“When incidents like these occur, there’s a big chunk of our fellow citizens that feels as if because of the color of their skin, they are not being treated the same—and that hurts,” Obama said, at roughly 12:30 a.m. local time. “And that should trouble all of us. This is not just a black issue. It’s not just a Hispanic issue. This is an American issue that we should all care about.”
The public was still grappling with
reports out of Baton Rouge, Louisiana—where police shot and killed 37-year-old Alton Sterling early Tuesday morning—when news broke that another, similar shooting
had occurred elsewhere Wednesday night. Philando Castile
was shot and killed after being pulled over in a traffic stop near St. Paul, Minnesota. He was 32.
Obama noted that he and the first lady share the “anger, frustration, and grief that so many Americans are feeling.”
Obama cannot comment on the particulars of each case.

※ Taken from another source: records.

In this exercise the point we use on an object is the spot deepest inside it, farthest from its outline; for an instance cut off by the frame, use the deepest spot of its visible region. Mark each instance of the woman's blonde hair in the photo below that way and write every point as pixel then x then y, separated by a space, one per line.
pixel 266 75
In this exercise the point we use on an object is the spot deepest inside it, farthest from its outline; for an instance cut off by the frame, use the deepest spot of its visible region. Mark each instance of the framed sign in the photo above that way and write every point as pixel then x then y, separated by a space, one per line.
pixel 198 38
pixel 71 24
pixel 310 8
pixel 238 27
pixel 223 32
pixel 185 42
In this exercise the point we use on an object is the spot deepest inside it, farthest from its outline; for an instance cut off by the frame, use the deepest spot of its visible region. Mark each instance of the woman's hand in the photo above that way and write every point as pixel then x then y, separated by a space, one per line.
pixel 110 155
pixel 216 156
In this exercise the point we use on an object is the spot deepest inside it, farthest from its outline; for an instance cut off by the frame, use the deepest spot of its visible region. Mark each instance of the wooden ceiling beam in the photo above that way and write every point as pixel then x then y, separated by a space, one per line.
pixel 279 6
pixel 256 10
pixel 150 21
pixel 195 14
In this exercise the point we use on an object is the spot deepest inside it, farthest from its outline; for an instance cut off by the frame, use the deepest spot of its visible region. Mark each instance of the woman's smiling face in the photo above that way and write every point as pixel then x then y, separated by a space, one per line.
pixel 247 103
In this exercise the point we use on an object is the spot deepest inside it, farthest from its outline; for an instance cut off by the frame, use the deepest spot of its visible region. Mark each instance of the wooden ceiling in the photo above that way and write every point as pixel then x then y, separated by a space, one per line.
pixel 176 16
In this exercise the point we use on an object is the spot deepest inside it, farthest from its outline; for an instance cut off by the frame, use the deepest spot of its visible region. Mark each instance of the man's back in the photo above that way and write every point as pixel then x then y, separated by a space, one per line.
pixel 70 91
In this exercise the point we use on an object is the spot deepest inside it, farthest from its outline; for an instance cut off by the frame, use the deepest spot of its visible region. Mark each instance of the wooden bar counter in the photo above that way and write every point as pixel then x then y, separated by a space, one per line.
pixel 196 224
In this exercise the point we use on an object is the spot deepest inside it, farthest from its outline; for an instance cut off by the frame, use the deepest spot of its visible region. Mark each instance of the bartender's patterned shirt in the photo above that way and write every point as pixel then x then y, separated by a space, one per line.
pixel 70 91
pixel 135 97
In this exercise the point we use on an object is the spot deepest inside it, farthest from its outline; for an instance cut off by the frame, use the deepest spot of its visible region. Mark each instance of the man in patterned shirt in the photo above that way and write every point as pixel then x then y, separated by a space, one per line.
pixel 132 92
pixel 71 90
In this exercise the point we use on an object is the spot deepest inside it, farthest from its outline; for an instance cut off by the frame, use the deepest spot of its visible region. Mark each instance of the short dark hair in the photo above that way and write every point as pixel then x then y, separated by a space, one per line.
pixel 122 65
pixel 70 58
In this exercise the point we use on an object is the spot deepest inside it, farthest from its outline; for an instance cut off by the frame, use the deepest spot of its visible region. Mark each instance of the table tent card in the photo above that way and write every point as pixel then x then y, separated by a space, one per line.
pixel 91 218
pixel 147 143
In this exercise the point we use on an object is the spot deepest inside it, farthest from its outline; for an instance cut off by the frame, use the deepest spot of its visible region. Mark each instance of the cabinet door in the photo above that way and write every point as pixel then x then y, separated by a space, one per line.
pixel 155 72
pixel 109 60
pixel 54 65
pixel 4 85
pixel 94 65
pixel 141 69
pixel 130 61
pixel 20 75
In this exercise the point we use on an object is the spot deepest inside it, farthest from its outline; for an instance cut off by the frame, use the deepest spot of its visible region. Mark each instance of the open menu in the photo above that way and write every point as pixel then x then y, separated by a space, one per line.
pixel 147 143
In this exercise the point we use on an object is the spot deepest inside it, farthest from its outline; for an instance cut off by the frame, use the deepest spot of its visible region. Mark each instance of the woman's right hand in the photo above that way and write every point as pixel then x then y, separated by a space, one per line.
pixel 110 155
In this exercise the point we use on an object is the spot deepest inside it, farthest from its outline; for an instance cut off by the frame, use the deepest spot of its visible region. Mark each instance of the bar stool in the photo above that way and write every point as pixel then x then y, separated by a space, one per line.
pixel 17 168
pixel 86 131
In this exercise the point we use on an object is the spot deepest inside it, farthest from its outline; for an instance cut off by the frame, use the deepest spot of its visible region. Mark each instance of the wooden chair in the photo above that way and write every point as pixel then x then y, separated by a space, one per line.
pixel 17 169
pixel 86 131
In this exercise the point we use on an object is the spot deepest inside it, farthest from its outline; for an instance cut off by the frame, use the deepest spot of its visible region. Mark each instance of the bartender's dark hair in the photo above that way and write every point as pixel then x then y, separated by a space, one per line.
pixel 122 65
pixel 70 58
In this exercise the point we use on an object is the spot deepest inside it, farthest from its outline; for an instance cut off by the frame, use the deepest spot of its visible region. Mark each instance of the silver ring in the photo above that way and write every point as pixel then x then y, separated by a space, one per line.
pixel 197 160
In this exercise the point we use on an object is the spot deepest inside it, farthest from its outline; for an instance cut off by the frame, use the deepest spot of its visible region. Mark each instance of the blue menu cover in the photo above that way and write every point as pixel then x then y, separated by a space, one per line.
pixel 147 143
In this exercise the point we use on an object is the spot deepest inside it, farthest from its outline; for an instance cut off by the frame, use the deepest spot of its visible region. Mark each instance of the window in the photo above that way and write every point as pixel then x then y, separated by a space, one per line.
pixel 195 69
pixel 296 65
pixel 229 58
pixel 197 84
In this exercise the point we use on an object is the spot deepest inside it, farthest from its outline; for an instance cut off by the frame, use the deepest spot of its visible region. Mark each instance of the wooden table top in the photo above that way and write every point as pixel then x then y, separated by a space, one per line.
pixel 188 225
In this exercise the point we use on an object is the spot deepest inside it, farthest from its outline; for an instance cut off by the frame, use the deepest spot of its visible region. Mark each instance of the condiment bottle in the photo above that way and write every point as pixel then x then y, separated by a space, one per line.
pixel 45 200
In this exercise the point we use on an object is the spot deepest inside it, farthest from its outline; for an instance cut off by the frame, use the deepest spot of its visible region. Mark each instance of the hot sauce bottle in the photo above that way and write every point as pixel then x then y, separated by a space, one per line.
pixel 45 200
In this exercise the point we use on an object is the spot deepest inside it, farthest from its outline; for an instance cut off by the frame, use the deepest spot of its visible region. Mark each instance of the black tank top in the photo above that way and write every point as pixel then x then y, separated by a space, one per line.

But he hasn’t hesitated to characterize the shootings as emblematic of a systemic problem. “These fatal shootings are not isolated incidents,” the president wrote in his statement. Rather:
They are symptomatic of the broader challenges within our criminal-justice system, the racial disparities that appear across the system year after year, and the resulting lack of trust that exists between law enforcement and too many of the communities they serve.
To admit we’ve got a serious problem in no way contradicts our respect and appreciation for the vast majority of police officers who put their lives on the line to protect us every single day. It is to say that, as a nation, we can and must do better to institute the best practices that reduce the appearance or reality of racial bias in law enforcement.